Posts Tagged ‘The United States Tennis Association (USTA)’

The United States Tennis Association (USTA)

February 9, 2011

As a financial professional and former ATP Tour tennis player, I maintain strong ties with the United States Tennis Association (USTA) and have served as a board member of the USTA.


With over 700,000 members worldwide, the USTA serves as the governing body of U.S. Tennis. USTA got its start in 1881 as the United States National Lawn Tennis Association, at a time when tennis was primarily played on grass. The organization switched to its current name in 1975, long after lawn play had been usurped by hard court competition.

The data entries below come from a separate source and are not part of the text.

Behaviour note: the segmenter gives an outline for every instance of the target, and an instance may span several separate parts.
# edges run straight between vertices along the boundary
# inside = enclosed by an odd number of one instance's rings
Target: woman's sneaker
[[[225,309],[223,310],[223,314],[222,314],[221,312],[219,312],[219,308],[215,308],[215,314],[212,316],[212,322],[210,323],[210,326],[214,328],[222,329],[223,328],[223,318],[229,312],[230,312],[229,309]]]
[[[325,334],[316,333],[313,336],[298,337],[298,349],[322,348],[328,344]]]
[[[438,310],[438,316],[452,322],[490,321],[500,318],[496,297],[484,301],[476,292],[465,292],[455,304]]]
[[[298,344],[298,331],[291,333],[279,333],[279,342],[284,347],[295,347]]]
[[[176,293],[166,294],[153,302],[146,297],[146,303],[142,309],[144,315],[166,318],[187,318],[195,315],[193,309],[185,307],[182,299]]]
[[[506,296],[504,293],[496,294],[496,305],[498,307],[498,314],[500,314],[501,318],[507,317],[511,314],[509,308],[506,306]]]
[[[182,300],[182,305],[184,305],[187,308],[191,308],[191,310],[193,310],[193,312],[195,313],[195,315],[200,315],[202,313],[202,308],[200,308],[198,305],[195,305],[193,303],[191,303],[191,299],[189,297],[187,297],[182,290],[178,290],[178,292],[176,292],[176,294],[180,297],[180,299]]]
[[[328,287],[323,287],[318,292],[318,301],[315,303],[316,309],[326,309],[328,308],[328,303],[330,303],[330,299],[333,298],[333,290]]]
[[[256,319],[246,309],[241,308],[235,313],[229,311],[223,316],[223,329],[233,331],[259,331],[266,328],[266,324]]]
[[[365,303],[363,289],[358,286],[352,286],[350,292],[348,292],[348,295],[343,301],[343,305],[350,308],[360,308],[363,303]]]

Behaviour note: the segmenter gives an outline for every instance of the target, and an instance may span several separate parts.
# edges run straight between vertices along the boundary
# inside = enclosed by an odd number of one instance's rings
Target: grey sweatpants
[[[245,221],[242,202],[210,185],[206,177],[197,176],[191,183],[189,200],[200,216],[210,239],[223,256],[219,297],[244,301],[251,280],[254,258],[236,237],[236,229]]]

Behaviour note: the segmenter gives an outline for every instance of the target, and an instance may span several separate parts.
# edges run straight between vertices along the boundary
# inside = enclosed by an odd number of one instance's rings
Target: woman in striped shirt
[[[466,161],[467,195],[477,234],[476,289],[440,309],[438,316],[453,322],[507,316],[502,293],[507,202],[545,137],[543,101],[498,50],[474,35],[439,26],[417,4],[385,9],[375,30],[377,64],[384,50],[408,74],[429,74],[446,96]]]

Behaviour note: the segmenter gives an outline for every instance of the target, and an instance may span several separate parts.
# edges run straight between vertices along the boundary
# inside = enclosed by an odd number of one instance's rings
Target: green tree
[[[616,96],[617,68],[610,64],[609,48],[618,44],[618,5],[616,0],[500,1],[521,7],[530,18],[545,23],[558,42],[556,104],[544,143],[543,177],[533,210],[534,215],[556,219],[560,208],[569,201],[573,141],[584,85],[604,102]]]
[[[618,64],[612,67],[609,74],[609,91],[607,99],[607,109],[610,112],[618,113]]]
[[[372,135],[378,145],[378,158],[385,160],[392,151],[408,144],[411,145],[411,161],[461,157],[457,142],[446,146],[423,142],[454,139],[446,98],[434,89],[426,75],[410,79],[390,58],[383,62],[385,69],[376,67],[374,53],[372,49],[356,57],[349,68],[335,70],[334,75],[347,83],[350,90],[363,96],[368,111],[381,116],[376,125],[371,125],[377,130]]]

USTA is organized into several geographical affiliations, including New England, the Midwest, the Southwest, and northern California. Within each chapter, USTA is organized into leagues representing a wide range of ages and playing abilities, from Junior to Super Senior. This system allows the efficient organization of local teams, leagues, and competitions suitable for the ages and makeup of member participants. USTA also maintains the National Tennis Rating Program (NTRP), a self-rating system ensuring evenly balanced play in USTA tournaments.


The arm of USTA I am most involved with is the charitable and philanthropic USTA Serves. The organization provides a mix of college scholarships for well-motivated student athletes and educational programs fostering tennis and life skills. I am very heartened at the way USTA has helped the popularity of tennis grow among all segments of American society, encouraging at-risk youth and people with disabilities to compete on and off the court.

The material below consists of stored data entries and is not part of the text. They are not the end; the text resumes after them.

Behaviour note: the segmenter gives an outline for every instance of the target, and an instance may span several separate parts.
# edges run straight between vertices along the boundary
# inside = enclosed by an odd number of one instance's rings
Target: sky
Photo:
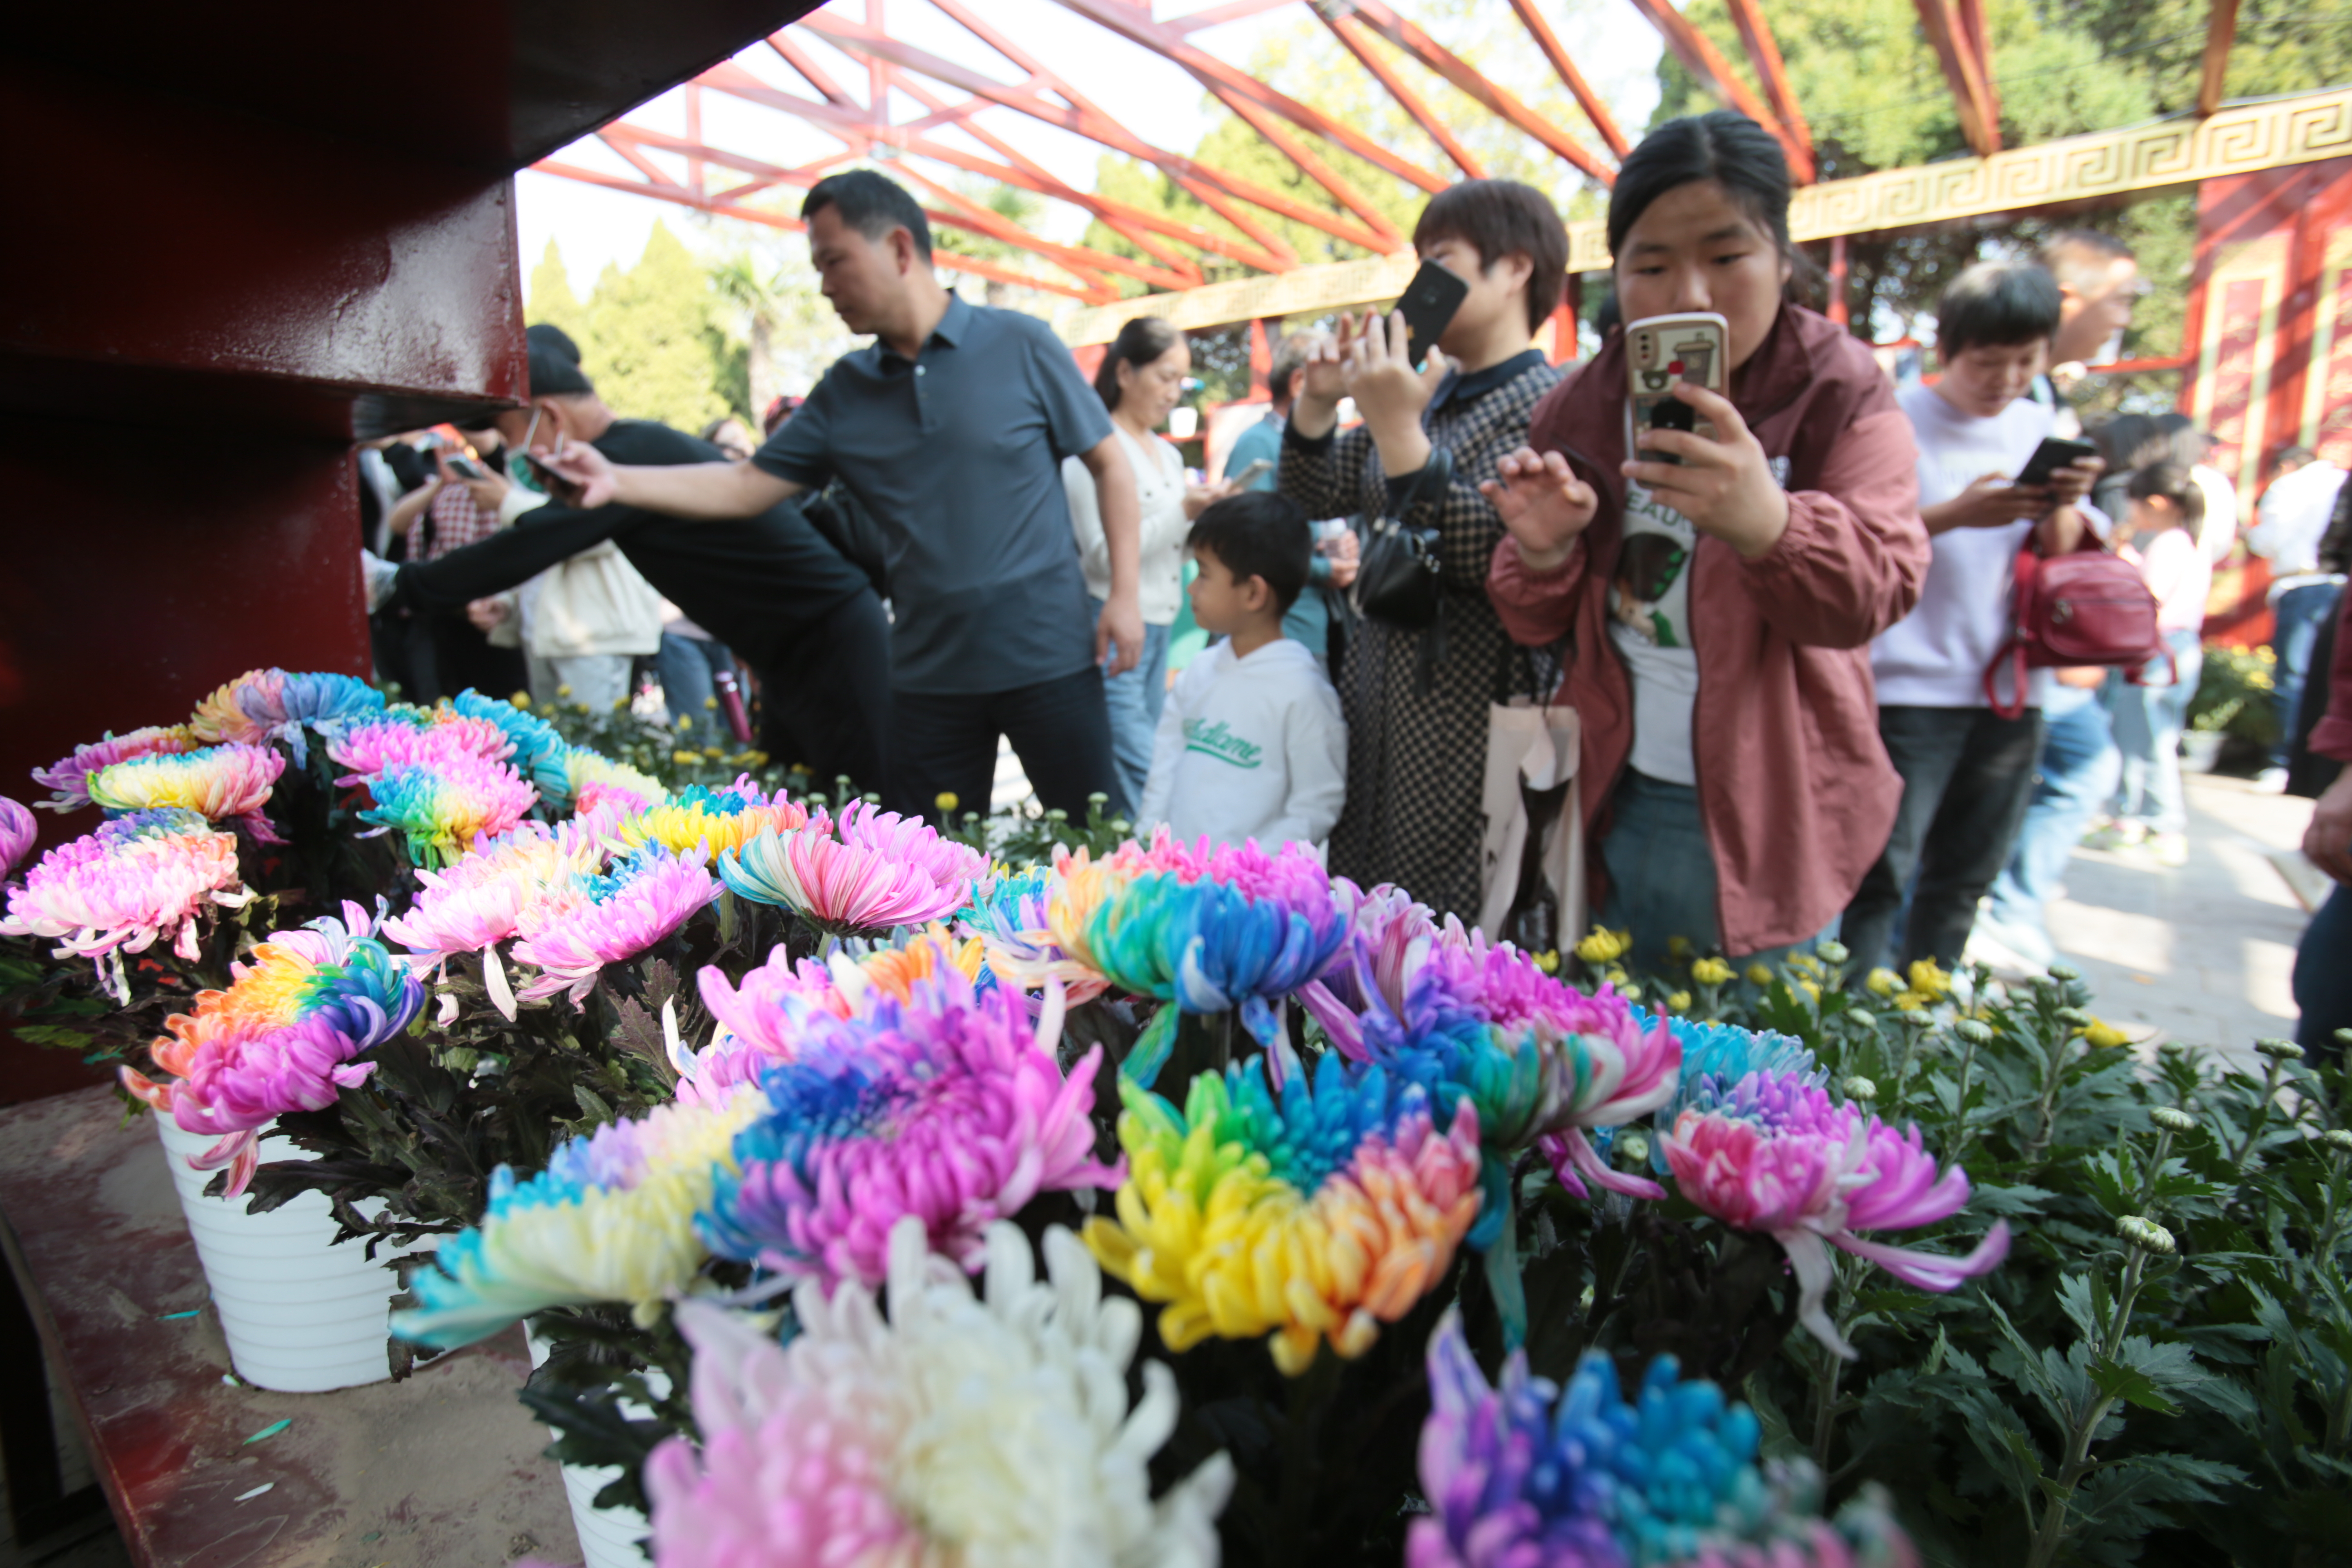
[[[874,0],[834,0],[830,9],[856,18],[860,6]],[[1443,38],[1456,29],[1450,24],[1458,14],[1491,10],[1506,12],[1505,0],[1394,0],[1397,10]],[[1020,73],[1003,57],[934,10],[926,0],[887,0],[891,34],[931,54],[1006,82]],[[1595,79],[1597,90],[1611,100],[1621,123],[1638,126],[1656,101],[1655,65],[1660,52],[1657,35],[1642,20],[1630,0],[1542,0],[1544,10],[1570,54]],[[1117,117],[1147,142],[1178,152],[1191,152],[1215,119],[1212,102],[1200,84],[1173,63],[1066,9],[1055,0],[978,0],[975,7],[988,24],[1040,64],[1067,77],[1078,90]],[[1158,0],[1155,13],[1163,20],[1205,9],[1202,0]],[[1305,14],[1303,5],[1285,5],[1258,16],[1205,28],[1191,41],[1208,53],[1246,66],[1251,53],[1270,33],[1295,26]],[[826,45],[805,29],[795,38],[817,58],[835,79],[852,94],[864,95],[862,66]],[[1529,46],[1530,54],[1534,53]],[[736,57],[746,70],[762,80],[813,97],[806,83],[765,45]],[[1598,67],[1598,68],[1596,68]],[[774,163],[796,163],[826,155],[839,143],[786,114],[744,103],[724,94],[703,97],[703,138],[707,145]],[[892,118],[919,117],[923,106],[894,96]],[[682,135],[686,131],[685,95],[673,91],[631,111],[635,124]],[[1097,160],[1104,149],[1094,142],[1042,124],[1013,110],[996,108],[980,122],[1079,190],[1091,190]],[[940,133],[945,142],[959,140]],[[993,158],[984,149],[971,151]],[[632,172],[618,154],[600,142],[576,142],[556,154],[560,162],[614,174]],[[719,172],[723,174],[724,172]],[[644,251],[656,220],[697,249],[722,253],[749,246],[781,260],[797,262],[806,255],[797,235],[711,218],[690,209],[651,197],[631,195],[559,175],[525,170],[516,176],[515,208],[521,244],[523,274],[539,265],[547,242],[558,242],[572,289],[585,297],[608,264],[634,265]],[[1087,216],[1060,203],[1049,203],[1038,227],[1047,237],[1076,240]],[[528,301],[526,301],[526,304]]]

The USTA is currently experiencing tremendous growth, mirroring renewed interest in tennis throughout the U.S. Among sports, tennis has been a leader in growth this past decade, according to Sporting Goods Manufacturers Association data, witnessing an incredible 40 percent increase in participation from 2000 to 2008. This places tennis well ahead of sports such as football, baseball, and ice hockey, all of which experienced participation declines.